I recently visited with a friend who is in his mid 60′s and has pastored Reformed Baptist churches for decades. He talked to me about how encouraged he is about the resurgence of Calvinism in the church today, particularly among the young people. He cited the preaching, the books being published, the websites, and the conferences. With glistening eyes he said, “Back in the 80′s when we’d go to Banner (of Truth) conferences we would never have imagined a day like this in our lifetime.”
We are living in something of an ecclesiological bizzaro world where Calvinism is wildly popular. But I want to make a distinction: Calvinism is popular but it is not sexy. Just because something is enjoying appeal among an admittedly increasing amount of people does not mean it is universally appealing.

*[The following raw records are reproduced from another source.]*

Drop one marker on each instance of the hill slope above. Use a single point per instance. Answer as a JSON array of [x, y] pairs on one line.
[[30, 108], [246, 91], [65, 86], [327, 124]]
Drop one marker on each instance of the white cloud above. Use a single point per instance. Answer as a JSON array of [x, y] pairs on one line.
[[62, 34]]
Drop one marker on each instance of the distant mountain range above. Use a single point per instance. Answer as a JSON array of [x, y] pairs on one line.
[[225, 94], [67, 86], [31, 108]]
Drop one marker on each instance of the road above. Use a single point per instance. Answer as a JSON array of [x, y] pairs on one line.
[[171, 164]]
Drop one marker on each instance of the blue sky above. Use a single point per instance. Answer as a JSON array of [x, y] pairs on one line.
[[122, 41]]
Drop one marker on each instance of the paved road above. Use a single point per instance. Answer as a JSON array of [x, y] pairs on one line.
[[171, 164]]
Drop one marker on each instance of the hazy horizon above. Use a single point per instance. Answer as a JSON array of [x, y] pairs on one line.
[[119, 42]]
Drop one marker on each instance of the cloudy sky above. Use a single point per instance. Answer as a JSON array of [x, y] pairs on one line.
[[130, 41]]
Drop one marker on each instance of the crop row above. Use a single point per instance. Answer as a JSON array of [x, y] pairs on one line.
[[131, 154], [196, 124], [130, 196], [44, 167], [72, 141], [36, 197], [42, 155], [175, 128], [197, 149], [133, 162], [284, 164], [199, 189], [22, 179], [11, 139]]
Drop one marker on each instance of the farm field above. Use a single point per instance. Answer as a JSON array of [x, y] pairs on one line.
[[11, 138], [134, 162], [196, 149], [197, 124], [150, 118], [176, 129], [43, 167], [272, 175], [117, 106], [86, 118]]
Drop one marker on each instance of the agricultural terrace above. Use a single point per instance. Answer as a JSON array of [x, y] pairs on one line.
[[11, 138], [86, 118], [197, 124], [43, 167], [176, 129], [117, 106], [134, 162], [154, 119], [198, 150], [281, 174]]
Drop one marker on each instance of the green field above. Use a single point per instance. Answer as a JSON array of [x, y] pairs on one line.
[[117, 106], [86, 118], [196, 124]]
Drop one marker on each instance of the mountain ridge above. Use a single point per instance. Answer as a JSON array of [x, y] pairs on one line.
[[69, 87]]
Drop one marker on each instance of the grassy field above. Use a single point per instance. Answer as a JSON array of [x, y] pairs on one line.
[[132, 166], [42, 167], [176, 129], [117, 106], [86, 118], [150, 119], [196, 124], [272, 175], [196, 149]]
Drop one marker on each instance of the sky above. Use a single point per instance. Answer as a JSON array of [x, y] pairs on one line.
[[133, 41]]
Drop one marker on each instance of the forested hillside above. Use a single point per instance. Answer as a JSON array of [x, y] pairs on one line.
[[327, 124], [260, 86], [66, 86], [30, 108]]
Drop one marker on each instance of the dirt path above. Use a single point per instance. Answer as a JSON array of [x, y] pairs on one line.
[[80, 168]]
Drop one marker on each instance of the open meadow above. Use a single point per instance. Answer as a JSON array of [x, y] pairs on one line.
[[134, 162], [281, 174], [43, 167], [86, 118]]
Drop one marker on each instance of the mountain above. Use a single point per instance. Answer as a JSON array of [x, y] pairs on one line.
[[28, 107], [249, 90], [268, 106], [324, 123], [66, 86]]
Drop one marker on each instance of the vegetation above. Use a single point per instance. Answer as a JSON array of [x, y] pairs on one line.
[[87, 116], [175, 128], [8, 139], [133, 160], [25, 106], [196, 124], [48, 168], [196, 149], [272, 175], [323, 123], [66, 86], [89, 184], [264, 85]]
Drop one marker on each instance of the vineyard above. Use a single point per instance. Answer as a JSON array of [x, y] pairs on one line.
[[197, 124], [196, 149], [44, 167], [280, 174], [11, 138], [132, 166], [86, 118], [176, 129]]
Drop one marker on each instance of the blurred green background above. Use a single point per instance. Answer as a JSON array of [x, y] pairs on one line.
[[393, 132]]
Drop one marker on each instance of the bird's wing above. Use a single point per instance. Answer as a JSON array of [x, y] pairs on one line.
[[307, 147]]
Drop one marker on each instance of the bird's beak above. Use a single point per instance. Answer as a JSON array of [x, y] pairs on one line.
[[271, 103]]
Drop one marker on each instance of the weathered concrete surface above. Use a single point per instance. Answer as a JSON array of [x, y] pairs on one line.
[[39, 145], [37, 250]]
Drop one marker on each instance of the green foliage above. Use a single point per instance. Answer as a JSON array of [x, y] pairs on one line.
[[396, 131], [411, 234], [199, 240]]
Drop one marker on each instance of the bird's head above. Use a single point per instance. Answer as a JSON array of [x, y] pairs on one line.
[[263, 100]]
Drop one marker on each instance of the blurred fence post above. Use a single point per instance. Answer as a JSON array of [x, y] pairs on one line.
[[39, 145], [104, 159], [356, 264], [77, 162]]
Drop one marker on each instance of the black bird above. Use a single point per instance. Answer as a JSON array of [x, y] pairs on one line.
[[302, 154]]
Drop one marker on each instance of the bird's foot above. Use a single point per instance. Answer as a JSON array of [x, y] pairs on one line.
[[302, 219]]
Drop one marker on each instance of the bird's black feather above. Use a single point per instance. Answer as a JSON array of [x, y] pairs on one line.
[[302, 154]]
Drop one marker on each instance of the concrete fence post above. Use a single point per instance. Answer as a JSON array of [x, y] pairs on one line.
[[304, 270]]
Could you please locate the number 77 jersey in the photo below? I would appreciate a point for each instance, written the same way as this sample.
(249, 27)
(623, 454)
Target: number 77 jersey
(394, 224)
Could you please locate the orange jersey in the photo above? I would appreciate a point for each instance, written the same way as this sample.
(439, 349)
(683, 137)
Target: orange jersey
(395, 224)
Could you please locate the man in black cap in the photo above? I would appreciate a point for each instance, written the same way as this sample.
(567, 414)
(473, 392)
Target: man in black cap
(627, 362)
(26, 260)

The public finds our preaching repulsively archaic. You know the way Jonathan Edwards is treated in the history classes? That’s how they think of us. Who can forget the recent article in the NY Times featuring Mark Dever, Colin Hansen and others about this resurgence? The writer’s words were not that flowery:
The acronym (TULIP) summarizes John Calvin’s so-called doctrines of grace, with their emphasis on sinfulness and predestination. The T is for man’s Total Depravity. The U is for Unconditional Election, which means that God has already decided who will be saved, without regard to any condition in them, or anything they can do to earn their salvation.
The acronym gets no cheerier from there. (source)
After all, Calvinism emphasizes the inability, depravity, and rebellion of humanity. It brings up our self-esteem and pride only to smash it. It highlights the free, sovereign, unconditional election (choosing) of God despite our rebellion. At the same time, based on God’s love for the elect, Calvinism maintains an absolute conditional love instead of the infamous unconditional love that many of our contemporaries promote. Furthermore, all of our forefathers historically would be laughed at by the cultural elites. There is nothing attractive about this unless you believe it to be true.
I feel like I am fairly well connected and have a decent read on what is happening today. And when I poke around blogs, twitter, books and sermons I think I see something disturbing happening. Let’s remember our context. In the contemporary church history calendar this chapter of Calvinism’s Resurgence was being foreshadowed during the previous chapter. You remember that chapter don’t you? It was the time of pragmatic, seeker-sensitive, church-growth ecclesiology. It is still here today but not as much as in our previous chapter. My read is that some (many) people have jumped on the Calvinism bandwagon because it is popular rather than because they believe it is necessarily biblical. In other words, they seem to be “on the team” based on pragmatism not theology. How else can you explain career pastoral pragmatists sporting their “Jonathan Edwards is my Homeboy” t-shirts? Yes Calvinism is indeed strangely popular today.
If Calvinism’s popularity continues to expand it will do so because people believe that it is true not just that it works. The doctrine that emphasizes man’s inability and God’s free and sovereign grace will never be attractive unless we are convinced of its truthfulness.